Now my question: is it true that
$$ \int_{\Omega} (|\nabla u|^2 + qu^2)dV = \min \{ \int_{\Omega} (|\nabla v|^2 + qv^2)dV : v \in C^{\infty}(\overline{\Omega}), v|_{\partial \Omega}= f \} ?$$
Thanks
Best Answer
Actually we don't have go into the Sobolev space so that we don't have to bother with the norm topology.
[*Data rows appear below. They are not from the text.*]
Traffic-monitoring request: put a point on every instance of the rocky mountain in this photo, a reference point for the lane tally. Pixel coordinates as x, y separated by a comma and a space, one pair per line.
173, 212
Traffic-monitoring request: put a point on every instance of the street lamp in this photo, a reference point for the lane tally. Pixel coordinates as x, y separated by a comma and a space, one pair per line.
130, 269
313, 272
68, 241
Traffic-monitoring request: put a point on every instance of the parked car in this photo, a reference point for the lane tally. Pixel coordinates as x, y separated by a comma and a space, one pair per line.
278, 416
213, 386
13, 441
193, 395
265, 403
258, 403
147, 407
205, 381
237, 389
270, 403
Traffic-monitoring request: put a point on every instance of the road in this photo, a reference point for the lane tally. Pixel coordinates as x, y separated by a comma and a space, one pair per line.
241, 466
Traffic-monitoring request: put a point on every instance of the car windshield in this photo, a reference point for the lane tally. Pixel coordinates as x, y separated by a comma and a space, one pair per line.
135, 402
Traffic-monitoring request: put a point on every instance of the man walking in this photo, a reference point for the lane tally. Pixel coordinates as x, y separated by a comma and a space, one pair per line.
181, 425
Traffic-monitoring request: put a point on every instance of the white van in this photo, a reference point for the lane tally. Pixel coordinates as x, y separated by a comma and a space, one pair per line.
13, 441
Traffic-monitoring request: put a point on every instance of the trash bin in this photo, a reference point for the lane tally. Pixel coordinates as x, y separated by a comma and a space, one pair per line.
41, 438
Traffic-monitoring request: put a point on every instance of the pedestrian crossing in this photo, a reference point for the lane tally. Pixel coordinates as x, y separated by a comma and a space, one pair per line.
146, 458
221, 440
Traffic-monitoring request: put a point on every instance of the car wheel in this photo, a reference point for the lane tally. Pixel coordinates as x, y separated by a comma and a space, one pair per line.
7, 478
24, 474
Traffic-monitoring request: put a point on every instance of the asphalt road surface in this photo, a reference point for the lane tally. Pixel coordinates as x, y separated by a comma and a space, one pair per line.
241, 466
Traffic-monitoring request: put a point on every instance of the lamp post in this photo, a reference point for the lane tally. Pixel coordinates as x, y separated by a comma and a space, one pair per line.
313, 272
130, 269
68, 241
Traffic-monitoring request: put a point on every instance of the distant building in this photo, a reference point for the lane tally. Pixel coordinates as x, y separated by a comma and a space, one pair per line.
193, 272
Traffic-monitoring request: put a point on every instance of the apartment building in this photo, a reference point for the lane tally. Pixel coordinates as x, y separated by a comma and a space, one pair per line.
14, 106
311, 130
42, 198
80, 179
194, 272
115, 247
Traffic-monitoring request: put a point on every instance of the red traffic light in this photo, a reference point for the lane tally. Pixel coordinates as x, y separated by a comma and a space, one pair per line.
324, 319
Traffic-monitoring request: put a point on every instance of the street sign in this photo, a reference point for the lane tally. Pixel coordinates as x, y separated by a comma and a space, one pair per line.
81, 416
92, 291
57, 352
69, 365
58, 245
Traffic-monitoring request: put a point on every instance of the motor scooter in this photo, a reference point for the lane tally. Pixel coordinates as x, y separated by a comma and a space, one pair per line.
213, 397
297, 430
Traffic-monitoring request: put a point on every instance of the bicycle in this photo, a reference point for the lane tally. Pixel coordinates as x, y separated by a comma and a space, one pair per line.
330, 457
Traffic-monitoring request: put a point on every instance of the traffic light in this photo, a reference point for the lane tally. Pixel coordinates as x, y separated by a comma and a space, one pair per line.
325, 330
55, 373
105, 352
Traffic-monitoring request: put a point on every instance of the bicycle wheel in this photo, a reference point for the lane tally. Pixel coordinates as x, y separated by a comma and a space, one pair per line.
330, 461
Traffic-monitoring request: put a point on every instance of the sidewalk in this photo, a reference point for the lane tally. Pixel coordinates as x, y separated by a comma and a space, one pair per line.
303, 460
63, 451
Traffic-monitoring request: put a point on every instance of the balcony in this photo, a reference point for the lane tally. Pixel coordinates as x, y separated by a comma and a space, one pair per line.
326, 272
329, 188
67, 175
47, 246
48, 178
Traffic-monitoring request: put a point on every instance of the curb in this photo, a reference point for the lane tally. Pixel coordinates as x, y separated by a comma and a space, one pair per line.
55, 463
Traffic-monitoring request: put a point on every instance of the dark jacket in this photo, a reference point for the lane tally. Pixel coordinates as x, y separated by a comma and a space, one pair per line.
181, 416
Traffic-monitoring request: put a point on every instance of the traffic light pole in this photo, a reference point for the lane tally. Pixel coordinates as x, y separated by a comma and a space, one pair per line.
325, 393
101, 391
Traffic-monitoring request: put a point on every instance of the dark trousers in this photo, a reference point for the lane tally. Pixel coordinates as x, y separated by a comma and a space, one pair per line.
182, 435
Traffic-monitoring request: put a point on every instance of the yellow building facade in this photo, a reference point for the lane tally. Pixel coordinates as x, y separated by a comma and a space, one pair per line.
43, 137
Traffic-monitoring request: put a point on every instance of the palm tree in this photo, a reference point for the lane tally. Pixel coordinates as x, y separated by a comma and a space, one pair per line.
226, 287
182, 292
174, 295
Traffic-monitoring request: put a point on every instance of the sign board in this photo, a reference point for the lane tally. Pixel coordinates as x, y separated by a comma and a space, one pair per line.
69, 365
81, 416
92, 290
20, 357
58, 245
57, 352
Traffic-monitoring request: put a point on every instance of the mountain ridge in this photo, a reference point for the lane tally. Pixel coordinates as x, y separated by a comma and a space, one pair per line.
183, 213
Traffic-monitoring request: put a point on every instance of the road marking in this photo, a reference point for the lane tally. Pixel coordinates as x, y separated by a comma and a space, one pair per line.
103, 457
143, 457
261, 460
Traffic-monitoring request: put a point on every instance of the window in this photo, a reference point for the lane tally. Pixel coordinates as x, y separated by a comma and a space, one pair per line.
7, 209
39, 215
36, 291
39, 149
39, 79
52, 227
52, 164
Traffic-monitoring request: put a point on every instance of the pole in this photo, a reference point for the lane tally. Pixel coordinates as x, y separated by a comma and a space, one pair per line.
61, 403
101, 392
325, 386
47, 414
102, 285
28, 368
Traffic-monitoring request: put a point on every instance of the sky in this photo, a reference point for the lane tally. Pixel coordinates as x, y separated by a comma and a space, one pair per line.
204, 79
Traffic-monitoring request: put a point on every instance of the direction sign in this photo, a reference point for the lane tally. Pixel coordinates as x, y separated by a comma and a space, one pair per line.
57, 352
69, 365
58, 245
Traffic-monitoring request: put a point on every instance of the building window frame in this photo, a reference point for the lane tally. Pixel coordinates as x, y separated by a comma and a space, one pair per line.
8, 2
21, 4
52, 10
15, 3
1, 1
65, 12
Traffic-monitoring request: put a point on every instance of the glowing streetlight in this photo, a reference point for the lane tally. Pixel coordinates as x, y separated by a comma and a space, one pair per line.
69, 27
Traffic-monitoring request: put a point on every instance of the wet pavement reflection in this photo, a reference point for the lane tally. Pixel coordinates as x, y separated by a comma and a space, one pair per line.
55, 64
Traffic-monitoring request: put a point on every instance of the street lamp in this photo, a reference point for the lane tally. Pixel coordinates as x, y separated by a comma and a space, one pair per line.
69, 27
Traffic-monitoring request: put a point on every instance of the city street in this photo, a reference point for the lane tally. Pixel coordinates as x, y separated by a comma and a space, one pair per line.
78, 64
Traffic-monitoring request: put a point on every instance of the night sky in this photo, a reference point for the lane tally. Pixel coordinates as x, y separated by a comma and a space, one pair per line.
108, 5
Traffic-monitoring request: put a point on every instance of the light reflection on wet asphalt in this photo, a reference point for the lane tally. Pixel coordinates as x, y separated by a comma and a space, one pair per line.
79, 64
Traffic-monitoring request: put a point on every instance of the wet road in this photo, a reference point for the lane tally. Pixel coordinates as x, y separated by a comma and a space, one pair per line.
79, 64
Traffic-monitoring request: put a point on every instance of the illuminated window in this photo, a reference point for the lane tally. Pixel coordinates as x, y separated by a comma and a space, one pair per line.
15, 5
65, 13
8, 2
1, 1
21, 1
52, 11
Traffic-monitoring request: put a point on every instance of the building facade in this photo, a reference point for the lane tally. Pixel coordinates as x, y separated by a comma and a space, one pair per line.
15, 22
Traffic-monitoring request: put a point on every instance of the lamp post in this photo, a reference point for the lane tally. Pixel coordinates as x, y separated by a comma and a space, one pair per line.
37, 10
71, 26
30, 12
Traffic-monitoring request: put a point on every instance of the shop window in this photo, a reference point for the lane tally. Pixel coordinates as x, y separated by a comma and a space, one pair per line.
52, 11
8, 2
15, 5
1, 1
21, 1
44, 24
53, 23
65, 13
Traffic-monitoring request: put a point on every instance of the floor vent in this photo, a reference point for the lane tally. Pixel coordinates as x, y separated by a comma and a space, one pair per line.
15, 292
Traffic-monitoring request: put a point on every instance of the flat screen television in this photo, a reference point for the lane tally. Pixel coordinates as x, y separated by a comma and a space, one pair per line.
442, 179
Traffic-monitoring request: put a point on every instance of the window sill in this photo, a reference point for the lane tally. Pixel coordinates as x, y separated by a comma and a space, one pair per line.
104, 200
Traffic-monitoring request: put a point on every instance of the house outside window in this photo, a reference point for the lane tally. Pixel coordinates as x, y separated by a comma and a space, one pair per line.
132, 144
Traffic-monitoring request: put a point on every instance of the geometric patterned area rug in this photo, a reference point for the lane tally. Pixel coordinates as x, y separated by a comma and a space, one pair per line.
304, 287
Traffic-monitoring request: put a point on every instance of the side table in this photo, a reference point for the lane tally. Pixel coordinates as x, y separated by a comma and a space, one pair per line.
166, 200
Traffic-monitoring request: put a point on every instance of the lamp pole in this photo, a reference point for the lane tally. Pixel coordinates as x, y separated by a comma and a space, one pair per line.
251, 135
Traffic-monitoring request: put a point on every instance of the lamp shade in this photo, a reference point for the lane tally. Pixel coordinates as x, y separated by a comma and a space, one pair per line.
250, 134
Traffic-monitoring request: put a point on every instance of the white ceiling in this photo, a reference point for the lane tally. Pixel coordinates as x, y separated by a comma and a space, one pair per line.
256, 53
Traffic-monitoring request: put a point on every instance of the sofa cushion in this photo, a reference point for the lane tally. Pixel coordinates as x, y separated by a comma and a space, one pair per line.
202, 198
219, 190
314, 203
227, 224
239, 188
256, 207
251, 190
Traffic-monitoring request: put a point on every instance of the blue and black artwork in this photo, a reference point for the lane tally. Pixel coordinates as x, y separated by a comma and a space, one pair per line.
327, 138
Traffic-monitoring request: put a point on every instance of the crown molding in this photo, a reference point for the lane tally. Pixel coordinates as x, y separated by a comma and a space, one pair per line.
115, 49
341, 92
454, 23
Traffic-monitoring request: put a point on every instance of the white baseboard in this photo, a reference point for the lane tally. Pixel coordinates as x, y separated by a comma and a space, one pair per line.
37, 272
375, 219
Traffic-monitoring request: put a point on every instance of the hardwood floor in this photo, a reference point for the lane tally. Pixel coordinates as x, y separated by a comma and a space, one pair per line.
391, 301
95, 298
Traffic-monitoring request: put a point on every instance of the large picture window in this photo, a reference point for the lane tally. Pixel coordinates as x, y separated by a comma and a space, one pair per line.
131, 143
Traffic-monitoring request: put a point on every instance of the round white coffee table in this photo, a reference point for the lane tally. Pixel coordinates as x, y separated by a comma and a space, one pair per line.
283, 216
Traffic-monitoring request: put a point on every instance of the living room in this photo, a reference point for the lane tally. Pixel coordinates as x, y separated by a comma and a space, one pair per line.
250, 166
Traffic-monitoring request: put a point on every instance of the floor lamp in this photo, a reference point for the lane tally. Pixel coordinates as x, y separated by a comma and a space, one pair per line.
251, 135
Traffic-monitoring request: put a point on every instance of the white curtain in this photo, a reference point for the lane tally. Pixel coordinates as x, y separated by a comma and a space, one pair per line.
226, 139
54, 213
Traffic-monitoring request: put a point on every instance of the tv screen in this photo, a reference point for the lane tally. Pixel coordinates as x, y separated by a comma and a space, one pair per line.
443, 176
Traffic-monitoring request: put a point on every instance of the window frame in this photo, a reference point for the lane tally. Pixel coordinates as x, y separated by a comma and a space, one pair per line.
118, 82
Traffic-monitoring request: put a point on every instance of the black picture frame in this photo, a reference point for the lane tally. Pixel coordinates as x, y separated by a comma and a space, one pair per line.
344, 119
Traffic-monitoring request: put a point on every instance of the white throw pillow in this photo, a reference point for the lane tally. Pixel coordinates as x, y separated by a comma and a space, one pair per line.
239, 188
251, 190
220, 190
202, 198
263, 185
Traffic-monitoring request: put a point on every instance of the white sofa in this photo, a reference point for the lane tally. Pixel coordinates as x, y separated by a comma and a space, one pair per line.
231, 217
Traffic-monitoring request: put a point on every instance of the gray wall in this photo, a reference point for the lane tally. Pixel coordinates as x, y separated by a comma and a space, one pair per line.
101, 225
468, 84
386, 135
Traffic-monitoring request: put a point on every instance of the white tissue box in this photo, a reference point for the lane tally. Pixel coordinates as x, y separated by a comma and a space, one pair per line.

We can perturb the functional by a test function $w\in C^{\infty}_0(\Omega)$ so that we don't change its boundary value $f$: $$F(v+\epsilon w)= \int_{\Omega} \left(|\nabla (v+\epsilon w)|^2 + q(v+\epsilon w)^2\right)\,dV .\tag{1} $$ For the function $g(\epsilon) := F(u+\epsilon w) $, it achieves the minimum at $\epsilon =0$ for any $w$, because the $u$ is the minimizer: $$ \lim_{\epsilon \to 0}\frac{d}{d\epsilon}F(u+\epsilon w) = 0 $$ If everything is smooth, we can interchange the limit and the derivative for (1): $$ \lim_{\epsilon \to 0}\int_{\Omega} \left(\frac{d}{d\epsilon}|\nabla (u+\epsilon w)|^2 + \frac{d}{d\epsilon}q(u+\epsilon w)^2\right)\,dV = 0, $$ this is $$ \lim_{\epsilon \to 0}\int_{\Omega} \left( 2\nabla (u+\epsilon w)\cdot \nabla w + 2q(u+\epsilon w) w\right)\,dV = 0, $$ which is $$ \int_{\Omega} \left( \nabla u\cdot \nabla w + qu w\right)\,dV = 0. $$ Integration by parts for the first term use the fact that the perturbation term does not change the boundary value: $w = 0$ on boundary $$ \int_{\Omega} ( -\Delta u + qu )w\,dV = 0. $$ By fundamental theorem of calculus of variations, you have the result.